Merge lp://staging/~michael.nelson/launchpad/db-changes-build-generalisation-new into lp://staging/launchpad/db-devel

Proposed by Michael Nelson
Status: Merged
Merged at revision: 9405
Proposed branch: lp://staging/~michael.nelson/launchpad/db-changes-build-generalisation-new
Merge into: lp://staging/launchpad/db-devel
Diff against target: 736 lines (+484/-113)
5 files modified
database/sampledata/current-dev.sql (+112/-44)
database/sampledata/current.sql (+112/-44)
database/schema/comments.sql (+26/-17)
database/schema/patch-2207-57-0.sql (+210/-0)
database/schema/security.cfg (+24/-8)
To merge this branch: bzr merge lp://staging/~michael.nelson/launchpad/db-changes-build-generalisation-new
Reviewer Review Type Date Requested Status
Björn Tillenius (community) db Approve
Stuart Bishop (community) db Approve
Review via email: mp+25594@code.staging.launchpad.net

Description of the change

This branch is the schema change required for:

https://blueprints.edge.launchpad.net/soyuz/+spec/build-generalisation
https://dev.launchpad.net/LEP/GeneralBuildHistories

A slightly out-of-date visual for the schema change can be seen here:
http://people.ubuntu.com/~wgrant/launchpad/buildfarm/new-build-model-again.png

Overview
========
This schema change splits the current Build table into three: BuildFarmJob, PackageBuild and BinaryPackageBuild, and then migrates the data across. It also updates foreign key references, and some old views that are still used by the codebase to use the new tables.

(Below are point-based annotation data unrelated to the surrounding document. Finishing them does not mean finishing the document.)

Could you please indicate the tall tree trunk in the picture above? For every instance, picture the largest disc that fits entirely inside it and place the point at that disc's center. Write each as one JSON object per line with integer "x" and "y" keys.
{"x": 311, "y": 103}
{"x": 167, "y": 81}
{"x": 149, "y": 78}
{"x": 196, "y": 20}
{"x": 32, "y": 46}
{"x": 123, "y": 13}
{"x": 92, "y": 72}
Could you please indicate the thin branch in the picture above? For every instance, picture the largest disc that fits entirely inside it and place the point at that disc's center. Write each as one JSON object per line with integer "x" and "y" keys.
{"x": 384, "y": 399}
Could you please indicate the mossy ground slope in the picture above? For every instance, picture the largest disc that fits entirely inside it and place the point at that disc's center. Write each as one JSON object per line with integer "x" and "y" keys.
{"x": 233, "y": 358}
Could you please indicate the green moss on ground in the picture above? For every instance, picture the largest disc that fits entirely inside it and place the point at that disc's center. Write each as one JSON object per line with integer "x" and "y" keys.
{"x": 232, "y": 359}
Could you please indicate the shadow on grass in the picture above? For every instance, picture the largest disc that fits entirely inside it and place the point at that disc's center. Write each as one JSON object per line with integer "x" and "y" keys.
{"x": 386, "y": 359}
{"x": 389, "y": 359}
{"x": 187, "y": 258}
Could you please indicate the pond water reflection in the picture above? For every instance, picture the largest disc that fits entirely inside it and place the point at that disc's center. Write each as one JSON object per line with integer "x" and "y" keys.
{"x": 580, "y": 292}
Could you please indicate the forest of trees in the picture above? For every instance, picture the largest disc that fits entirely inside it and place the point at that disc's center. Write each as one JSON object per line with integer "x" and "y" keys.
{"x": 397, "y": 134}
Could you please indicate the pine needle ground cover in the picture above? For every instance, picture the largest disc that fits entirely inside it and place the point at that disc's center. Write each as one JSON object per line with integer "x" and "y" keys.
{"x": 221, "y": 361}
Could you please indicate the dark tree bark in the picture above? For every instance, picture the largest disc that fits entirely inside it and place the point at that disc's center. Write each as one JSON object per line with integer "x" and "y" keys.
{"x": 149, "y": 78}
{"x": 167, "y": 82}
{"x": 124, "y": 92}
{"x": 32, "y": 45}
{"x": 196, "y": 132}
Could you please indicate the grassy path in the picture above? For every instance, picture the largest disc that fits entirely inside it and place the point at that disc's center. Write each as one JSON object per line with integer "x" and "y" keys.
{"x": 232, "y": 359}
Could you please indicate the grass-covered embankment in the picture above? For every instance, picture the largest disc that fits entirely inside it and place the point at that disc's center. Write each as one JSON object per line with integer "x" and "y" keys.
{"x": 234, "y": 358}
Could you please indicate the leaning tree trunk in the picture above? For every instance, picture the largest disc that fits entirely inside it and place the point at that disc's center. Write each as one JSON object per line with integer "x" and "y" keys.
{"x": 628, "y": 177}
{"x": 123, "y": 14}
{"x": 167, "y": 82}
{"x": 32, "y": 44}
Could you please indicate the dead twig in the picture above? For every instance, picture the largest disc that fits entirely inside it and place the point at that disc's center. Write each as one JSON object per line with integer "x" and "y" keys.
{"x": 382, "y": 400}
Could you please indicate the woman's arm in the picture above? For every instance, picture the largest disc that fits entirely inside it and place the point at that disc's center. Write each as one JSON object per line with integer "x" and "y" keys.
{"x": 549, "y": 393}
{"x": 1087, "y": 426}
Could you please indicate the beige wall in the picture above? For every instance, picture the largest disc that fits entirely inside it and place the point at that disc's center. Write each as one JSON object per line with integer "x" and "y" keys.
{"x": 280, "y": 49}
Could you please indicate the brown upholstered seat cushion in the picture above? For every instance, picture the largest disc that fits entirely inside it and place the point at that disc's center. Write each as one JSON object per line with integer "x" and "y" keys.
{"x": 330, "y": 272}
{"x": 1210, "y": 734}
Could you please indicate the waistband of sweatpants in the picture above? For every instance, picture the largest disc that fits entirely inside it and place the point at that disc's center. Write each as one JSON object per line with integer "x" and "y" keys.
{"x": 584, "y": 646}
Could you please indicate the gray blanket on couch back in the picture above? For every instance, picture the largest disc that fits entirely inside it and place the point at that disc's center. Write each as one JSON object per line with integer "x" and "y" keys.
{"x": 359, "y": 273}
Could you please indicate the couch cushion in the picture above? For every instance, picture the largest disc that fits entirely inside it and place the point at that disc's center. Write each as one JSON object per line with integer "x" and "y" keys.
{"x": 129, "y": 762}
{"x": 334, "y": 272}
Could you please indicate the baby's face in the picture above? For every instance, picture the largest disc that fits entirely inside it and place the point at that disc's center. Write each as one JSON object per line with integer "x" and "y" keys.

I did chat with stub about this and he said with only a few hundred thousand records, performance isn't an issue, but it would be good to get him to confirm that after reading through the patch (we'll also test it on dogfood).

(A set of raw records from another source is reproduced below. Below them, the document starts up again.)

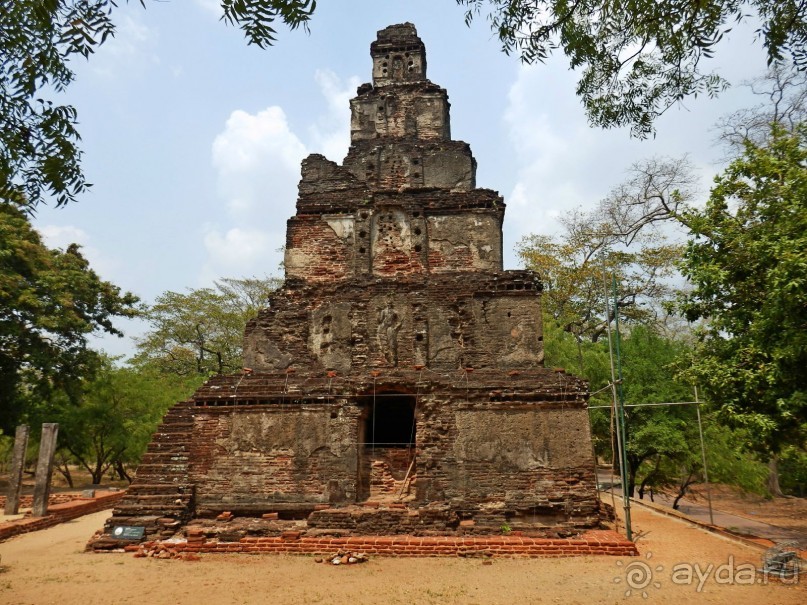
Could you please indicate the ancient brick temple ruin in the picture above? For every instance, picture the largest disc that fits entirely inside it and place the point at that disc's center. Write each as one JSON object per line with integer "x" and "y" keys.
{"x": 395, "y": 383}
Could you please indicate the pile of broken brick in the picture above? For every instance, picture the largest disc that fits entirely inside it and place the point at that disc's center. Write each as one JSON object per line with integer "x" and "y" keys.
{"x": 343, "y": 557}
{"x": 158, "y": 550}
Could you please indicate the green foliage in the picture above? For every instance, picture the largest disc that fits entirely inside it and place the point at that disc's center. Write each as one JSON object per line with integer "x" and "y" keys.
{"x": 110, "y": 421}
{"x": 50, "y": 300}
{"x": 256, "y": 17}
{"x": 39, "y": 153}
{"x": 638, "y": 58}
{"x": 747, "y": 262}
{"x": 729, "y": 458}
{"x": 615, "y": 239}
{"x": 201, "y": 332}
{"x": 793, "y": 471}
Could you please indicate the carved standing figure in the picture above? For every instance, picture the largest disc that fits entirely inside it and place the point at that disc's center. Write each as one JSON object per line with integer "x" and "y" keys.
{"x": 387, "y": 333}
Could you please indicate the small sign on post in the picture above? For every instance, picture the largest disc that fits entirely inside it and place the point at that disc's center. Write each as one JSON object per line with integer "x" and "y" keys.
{"x": 128, "y": 532}
{"x": 44, "y": 468}
{"x": 17, "y": 468}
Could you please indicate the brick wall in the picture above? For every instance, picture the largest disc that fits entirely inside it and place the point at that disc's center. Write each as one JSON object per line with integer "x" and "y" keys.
{"x": 59, "y": 513}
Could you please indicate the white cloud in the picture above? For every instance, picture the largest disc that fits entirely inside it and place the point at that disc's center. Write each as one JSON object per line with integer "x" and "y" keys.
{"x": 61, "y": 236}
{"x": 257, "y": 159}
{"x": 237, "y": 251}
{"x": 258, "y": 162}
{"x": 550, "y": 142}
{"x": 331, "y": 133}
{"x": 132, "y": 48}
{"x": 211, "y": 6}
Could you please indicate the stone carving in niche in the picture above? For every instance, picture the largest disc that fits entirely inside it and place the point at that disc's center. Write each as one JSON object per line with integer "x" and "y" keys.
{"x": 389, "y": 324}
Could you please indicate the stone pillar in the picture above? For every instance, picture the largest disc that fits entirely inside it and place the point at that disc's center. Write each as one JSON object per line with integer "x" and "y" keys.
{"x": 44, "y": 468}
{"x": 17, "y": 468}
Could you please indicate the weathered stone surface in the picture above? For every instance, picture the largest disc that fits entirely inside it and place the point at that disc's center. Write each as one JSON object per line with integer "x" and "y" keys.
{"x": 396, "y": 381}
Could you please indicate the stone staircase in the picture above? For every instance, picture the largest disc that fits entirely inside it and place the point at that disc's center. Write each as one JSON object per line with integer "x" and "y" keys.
{"x": 161, "y": 497}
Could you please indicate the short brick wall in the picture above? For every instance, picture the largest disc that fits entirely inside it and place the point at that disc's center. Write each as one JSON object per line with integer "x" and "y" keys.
{"x": 595, "y": 542}
{"x": 59, "y": 513}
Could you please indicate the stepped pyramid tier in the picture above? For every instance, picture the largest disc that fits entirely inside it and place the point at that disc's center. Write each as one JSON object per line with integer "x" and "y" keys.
{"x": 395, "y": 382}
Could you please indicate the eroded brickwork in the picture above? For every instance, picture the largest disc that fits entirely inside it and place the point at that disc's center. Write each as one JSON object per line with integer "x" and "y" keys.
{"x": 395, "y": 383}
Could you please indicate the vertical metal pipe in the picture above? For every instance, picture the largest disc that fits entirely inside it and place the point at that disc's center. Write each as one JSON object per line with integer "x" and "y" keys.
{"x": 703, "y": 456}
{"x": 621, "y": 417}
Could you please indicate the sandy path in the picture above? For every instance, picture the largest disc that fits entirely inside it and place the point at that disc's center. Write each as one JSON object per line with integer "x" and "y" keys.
{"x": 49, "y": 567}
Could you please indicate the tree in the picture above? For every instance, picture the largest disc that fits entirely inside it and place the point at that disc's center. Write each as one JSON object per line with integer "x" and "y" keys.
{"x": 785, "y": 104}
{"x": 202, "y": 332}
{"x": 639, "y": 58}
{"x": 39, "y": 153}
{"x": 50, "y": 300}
{"x": 747, "y": 263}
{"x": 616, "y": 238}
{"x": 108, "y": 425}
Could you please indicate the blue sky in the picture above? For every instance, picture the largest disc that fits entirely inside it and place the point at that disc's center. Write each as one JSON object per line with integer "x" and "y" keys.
{"x": 193, "y": 139}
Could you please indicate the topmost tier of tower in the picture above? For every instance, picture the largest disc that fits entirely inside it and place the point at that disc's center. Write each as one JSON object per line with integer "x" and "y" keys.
{"x": 398, "y": 55}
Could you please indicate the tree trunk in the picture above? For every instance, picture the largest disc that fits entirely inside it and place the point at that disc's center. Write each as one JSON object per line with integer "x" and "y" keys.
{"x": 683, "y": 488}
{"x": 773, "y": 477}
{"x": 120, "y": 469}
{"x": 64, "y": 469}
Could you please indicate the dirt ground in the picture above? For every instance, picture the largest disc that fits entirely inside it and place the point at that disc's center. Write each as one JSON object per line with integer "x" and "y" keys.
{"x": 49, "y": 567}
{"x": 783, "y": 512}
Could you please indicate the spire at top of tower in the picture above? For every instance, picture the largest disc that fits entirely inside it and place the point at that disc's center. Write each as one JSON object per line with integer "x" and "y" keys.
{"x": 399, "y": 55}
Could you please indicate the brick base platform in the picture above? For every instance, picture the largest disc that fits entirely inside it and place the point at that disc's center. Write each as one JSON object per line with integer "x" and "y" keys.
{"x": 595, "y": 542}
{"x": 59, "y": 513}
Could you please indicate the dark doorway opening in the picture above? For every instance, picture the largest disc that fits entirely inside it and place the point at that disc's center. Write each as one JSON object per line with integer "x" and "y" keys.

There is a pipeline of over 7k lines of code changes that need to land with this that ensures all the tests pass. It's all approved, currently ending with:

https://code.edge.launchpad.net/~michael.nelson/launchpad/567922-binarypackagebuild-new-table-8/+merge/25515

I just need to merge those changes with a fresh db-devel and resolve conflicts, before getting this on dogfood for some serious testing.

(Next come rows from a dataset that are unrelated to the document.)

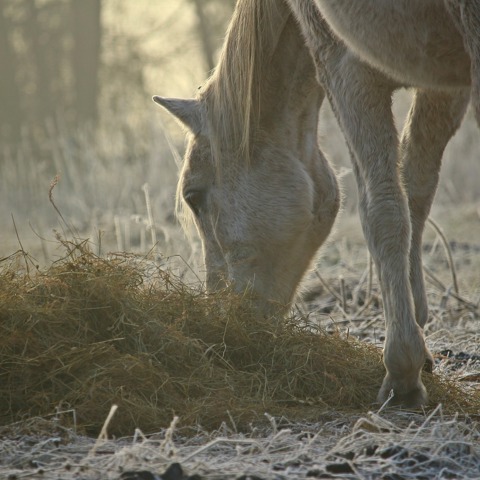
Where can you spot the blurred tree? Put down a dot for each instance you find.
(9, 95)
(212, 17)
(86, 56)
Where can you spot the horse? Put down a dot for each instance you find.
(263, 195)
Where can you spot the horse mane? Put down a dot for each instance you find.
(232, 94)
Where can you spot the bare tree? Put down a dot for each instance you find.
(86, 56)
(9, 94)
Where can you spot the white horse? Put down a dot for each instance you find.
(263, 196)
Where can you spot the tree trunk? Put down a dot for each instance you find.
(204, 31)
(10, 116)
(86, 57)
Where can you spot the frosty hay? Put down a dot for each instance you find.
(263, 195)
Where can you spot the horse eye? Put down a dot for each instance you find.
(194, 199)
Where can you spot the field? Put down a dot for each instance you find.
(102, 304)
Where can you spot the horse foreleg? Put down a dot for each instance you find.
(466, 15)
(433, 119)
(361, 99)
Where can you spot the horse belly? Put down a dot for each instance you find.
(415, 42)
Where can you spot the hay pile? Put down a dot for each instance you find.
(90, 332)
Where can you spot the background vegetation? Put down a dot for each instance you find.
(75, 90)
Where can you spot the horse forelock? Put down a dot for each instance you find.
(232, 94)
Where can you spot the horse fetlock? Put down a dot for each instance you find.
(404, 363)
(409, 393)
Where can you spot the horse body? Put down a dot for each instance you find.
(414, 43)
(263, 195)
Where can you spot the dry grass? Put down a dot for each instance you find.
(89, 332)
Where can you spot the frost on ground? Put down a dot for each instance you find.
(381, 445)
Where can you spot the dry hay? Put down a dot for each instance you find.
(89, 332)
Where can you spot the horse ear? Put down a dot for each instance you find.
(187, 111)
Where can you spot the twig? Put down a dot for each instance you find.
(448, 251)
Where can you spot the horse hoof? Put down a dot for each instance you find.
(428, 365)
(406, 398)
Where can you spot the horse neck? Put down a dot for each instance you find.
(291, 98)
(264, 81)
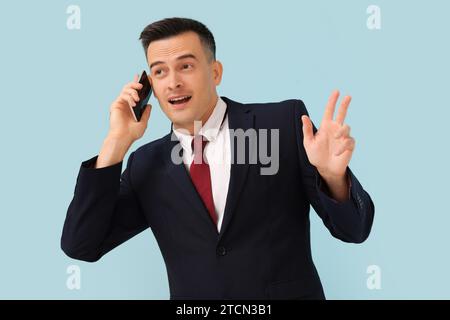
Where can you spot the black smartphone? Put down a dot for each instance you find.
(144, 95)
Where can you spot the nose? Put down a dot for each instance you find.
(175, 81)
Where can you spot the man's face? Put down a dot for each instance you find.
(180, 67)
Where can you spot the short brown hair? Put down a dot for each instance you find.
(170, 27)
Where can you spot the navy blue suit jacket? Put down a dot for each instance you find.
(263, 248)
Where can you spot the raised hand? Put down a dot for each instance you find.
(331, 148)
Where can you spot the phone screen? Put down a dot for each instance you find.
(144, 96)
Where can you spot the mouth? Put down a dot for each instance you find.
(179, 101)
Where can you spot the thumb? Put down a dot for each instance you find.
(307, 128)
(146, 114)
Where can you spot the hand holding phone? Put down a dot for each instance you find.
(144, 96)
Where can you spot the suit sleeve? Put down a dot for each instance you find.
(103, 213)
(349, 221)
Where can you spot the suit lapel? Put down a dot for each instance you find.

To post a comment you must log in.
Revision history for this message
Michael Nelson (michael.nelson) wrote :

Hi stub or BjornT:

When I ran this schema change (together with the code changes) through ec2 test, I see the following error in test_sampledata - it seems related to moving the old build table to the todrop namespace rather than deleting it leaves the constraints in place - I assume I just remove the constraints on todrop.build?

http://pastebin.ubuntu.com/436693/

Also, there are a bunch of other failures:

http://pastebin.ubuntu.com/436699/

which are (I assume) because listReferences(cursor(), 'libraryfilealias', 'id') still returns 'build' as a from table?
http://pastebin.ubuntu.com/436710/

Revision history for this message
Michael Nelson (michael.nelson) wrote :

Never mind... dropping the constraints on todrop.build worked.

Revision history for this message
Stuart Bishop (stub) wrote :

Yes, you need to manually drop the constraints in the DB patch I'm afraid.

Revision history for this message
Stuart Bishop (stub) wrote :
Download full text (3.4 KiB)

This looks great. Comments, naming standards, indexes - all pretty good.

+CREATE TABLE BinaryPackageBuild (
+ id serial PRIMARY KEY,
+ package_build integer NOT NULL CONSTRAINT binarypackagebuild__package_build__fk REFERENCES packagebuild,
+ distro_arch_series integer NOT NULL CONSTRAINT binarypackagebuild__distro_arch_series__fk REFERENCES distroarchseries,
+ source_package_release integer NOT NULL CONSTRAINT binarypackagebuild__source_package_release__fk REFERENCES sourcepackagerelease

I believe Sourcepackage is one word in Launchpad's vocabulary, so that last column should be sourcepackage_release. Confirm with Bjorn.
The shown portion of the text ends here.